If no one’s talking about it, that’s a problem

A decade later, Gelman is a noted expert on pelvic floor health. She owns Pelvic Wellness & Physical Therapy—a San Francisco-based clinic focused on pelvic health—writes and consults for various sex positive businesses, and is a frequent guest and commentator for podcasts and articles, including Reader’s Digest and Cosmopolitan. She’s also an adjunct instructor at SMU, teaching pelvic health curriculum, and recently traveled to Kenya to teach physical therapists there about pelvic floor PT.

While not new, pelvic floor rehabilitation is still an emerging field in the U.S. Yet it’s one that has the potential to improve quality of life for tens of thousands or even millions of Americans, particularly women. One study showed that nearly a quarter of American women suffer from some type of pelvic floor disorder. Gelman thinks the actual number is much higher.

“A lot of the areas that can be affected by pelvic floor dysfunction aren’t things people feel comfortable talking about,” Gelman said. “It’s a very taboo area of the body. If a doctor doesn’t bring it up or ask, then a patient probably isn’t going to bring it up. Then no one’s talking about it and that’s a problem.”

Essentially a bowl-shaped muscle inside the pelvis, the pelvic floor supports numerous organs that are in the bowl—bladder, colon, uterus or prostate. But when the pelvic floor becomes stretched out or stuck in a contracted state as commonly happens after having a baby, the result is a pelvic floor that’s unable to properly perform its vital supportive role.
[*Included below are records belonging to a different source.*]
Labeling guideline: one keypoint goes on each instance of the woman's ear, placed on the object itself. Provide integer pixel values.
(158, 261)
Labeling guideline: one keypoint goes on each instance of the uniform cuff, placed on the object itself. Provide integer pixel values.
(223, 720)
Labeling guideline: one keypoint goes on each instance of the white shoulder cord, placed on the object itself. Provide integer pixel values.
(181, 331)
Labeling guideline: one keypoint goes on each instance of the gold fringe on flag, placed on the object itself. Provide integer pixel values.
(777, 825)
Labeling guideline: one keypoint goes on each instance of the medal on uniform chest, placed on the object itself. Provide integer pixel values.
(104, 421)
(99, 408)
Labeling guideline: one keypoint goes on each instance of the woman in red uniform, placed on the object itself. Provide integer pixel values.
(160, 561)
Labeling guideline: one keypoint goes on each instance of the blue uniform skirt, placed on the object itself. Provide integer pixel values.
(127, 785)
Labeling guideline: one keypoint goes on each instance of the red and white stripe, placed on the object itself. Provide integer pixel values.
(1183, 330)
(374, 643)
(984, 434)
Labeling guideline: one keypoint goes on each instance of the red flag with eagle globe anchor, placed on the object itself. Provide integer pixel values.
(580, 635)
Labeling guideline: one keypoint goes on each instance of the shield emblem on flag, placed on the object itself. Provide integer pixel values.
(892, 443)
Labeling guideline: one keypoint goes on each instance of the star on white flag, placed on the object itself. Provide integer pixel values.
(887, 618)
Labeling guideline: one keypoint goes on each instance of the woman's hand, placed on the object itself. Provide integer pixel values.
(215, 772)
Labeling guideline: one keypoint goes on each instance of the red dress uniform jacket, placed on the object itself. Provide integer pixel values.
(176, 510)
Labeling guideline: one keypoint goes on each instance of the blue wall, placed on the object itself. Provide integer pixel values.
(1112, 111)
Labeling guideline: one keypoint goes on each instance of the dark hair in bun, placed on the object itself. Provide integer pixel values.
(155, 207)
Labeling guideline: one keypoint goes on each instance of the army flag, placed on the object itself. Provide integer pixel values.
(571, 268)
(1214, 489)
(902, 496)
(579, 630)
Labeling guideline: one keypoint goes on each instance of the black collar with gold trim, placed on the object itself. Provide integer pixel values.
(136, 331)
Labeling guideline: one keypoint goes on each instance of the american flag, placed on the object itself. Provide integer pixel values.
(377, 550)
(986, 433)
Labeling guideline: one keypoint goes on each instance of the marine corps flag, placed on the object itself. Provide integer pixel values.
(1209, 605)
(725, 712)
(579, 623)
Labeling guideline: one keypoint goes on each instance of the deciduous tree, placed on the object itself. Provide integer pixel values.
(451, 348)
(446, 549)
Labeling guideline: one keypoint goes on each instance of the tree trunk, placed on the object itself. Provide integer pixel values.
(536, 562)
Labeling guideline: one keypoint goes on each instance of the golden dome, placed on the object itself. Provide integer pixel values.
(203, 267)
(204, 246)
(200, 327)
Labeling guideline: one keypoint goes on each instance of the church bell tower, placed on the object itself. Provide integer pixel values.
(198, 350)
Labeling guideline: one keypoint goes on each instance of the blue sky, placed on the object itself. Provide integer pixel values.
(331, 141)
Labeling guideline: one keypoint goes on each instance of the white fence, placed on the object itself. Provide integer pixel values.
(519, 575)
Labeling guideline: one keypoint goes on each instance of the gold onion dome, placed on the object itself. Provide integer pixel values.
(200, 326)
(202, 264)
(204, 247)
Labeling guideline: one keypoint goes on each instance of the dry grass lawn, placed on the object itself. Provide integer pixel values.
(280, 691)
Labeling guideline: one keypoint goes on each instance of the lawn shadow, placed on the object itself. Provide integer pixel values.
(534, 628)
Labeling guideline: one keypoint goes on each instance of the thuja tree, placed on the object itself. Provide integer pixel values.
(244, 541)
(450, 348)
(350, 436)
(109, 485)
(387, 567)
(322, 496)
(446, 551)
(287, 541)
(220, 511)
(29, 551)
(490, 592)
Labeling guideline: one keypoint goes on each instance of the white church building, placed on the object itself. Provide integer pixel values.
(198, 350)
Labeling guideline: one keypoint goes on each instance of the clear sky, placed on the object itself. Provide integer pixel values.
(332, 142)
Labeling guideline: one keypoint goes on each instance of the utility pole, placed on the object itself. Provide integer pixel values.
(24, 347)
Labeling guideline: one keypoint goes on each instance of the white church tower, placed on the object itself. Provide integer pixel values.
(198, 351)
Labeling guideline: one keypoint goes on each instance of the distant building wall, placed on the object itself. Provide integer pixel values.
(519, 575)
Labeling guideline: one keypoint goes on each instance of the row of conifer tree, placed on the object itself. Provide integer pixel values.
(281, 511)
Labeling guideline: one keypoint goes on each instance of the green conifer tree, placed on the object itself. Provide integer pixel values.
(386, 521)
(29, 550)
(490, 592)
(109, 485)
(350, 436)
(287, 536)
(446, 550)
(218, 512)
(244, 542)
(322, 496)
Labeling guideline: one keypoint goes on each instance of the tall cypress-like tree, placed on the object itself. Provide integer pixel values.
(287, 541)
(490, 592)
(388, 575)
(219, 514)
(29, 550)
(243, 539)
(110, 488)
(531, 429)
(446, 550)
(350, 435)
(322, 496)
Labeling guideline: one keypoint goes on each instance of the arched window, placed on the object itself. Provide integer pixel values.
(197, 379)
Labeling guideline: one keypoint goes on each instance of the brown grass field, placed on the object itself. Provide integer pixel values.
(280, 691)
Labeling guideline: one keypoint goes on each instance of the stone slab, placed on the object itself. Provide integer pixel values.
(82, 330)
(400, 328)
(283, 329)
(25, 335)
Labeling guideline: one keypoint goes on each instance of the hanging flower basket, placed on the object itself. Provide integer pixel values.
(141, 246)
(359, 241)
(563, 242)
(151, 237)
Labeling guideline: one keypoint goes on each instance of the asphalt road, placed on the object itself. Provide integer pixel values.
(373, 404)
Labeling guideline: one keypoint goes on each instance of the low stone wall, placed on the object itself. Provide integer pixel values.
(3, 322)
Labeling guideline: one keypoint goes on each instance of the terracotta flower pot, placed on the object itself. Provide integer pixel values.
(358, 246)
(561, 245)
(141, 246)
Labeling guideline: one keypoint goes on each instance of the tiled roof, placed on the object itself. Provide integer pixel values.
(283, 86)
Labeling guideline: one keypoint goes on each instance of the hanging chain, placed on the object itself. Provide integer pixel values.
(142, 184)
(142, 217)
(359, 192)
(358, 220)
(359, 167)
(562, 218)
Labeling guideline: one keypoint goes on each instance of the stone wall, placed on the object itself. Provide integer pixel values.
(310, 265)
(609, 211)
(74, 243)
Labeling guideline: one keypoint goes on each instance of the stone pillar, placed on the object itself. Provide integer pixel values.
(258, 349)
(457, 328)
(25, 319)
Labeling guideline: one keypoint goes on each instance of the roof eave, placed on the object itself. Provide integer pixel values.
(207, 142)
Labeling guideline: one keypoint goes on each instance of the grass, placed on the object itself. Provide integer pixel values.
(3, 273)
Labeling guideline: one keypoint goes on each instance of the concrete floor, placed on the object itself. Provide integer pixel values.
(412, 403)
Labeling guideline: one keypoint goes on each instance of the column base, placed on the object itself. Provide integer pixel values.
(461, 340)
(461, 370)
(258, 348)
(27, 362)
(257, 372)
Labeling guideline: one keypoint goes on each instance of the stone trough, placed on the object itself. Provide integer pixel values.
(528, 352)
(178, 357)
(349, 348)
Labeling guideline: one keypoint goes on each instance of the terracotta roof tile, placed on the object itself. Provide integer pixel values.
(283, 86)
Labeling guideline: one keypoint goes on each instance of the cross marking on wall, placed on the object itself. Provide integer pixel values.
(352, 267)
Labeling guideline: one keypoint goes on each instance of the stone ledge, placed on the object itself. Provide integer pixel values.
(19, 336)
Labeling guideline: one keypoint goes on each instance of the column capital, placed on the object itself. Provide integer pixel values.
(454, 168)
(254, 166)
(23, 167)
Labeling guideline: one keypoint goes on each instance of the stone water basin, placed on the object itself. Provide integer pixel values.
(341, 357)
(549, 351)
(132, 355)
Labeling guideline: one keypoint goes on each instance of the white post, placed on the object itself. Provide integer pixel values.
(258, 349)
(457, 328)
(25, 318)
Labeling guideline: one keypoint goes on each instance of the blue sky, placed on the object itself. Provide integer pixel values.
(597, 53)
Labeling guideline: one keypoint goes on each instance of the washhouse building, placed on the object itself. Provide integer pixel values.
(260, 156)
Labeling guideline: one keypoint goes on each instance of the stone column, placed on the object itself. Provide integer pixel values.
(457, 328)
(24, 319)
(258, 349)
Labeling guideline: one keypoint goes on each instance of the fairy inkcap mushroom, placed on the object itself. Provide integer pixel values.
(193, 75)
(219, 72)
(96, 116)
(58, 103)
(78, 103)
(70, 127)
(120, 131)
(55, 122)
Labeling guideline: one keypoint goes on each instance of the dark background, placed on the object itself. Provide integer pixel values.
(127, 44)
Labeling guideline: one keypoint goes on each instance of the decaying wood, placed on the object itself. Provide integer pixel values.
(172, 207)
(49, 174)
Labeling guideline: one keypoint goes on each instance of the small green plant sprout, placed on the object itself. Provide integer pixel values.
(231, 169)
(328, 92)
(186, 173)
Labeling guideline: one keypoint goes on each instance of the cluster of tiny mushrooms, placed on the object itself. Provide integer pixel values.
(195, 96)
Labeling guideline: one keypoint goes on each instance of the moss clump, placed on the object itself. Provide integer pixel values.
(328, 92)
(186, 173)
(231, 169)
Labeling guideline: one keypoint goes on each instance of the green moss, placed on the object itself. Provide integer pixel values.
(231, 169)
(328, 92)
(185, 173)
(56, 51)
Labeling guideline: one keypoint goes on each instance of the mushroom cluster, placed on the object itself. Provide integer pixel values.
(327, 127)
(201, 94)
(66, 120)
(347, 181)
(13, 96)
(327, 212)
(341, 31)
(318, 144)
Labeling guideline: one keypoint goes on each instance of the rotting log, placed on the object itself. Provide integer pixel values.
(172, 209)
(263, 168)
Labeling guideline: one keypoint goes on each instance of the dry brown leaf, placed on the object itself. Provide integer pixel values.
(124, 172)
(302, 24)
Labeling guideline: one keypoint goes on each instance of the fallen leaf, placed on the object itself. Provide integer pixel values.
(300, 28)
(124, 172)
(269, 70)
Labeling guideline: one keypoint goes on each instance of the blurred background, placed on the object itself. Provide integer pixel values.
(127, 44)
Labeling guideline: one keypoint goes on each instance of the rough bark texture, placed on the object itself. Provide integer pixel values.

This dysfunction can manifest in a range of ways: pain with sex, incontinence, constipation, and even hip, back, and pelvic pain. 

Community care multiplier 

Often when pelvic floor problems are discussed, they’re talked about as symptoms that just happen, particularly after childbirth or with age. Many women, she said, think leaking urine or pain with sex is normal. And all too often the only potential remedy they hear about is surgery, which is invasive and has an intense recovery associated with it. They’re unaware of the more conservative—and effective—approach of pelvic floor PT. In Gelman’s clinical experience, she’s found that some patients are able to avoid surgery completely; others still opt for surgery but tend to have better outcomes with post-surgery PT as part of their care.

In countries like Kenya, the field is even less known than in the U.S. Thanks to a grant by the Jackson Clinics Foundation, Gelman and three colleagues traveled to Nairobi in February to teach a two-week course on advanced pelvic pain conditions to women physical therapists so that they can treat patients but also so they can teach other therapists. The class was the third module in a first-of-its-kind women’s health program in Kenya designed for physical therapists looking to add pelvic floor PT to their knowledge base.

“These women are seen as pioneers,” Gelman said. “It was an amazing experience to teach there.”

Gelman sees her work, both in Kenya and in the U.S., as connected with SMU’s mission.

“One of the things that drew me to SMU was the giving back to the community, and that it had these pro bono clinics put on to help people who needed physical therapy and couldn’t afford it,” she said. “My work goes back to giving back to the community. Obviously, I’m saying community in a broad sense of community of women. There is such a need for these services and so many people, of all genders but particularly women, tend to suffer with these symptoms for so long.”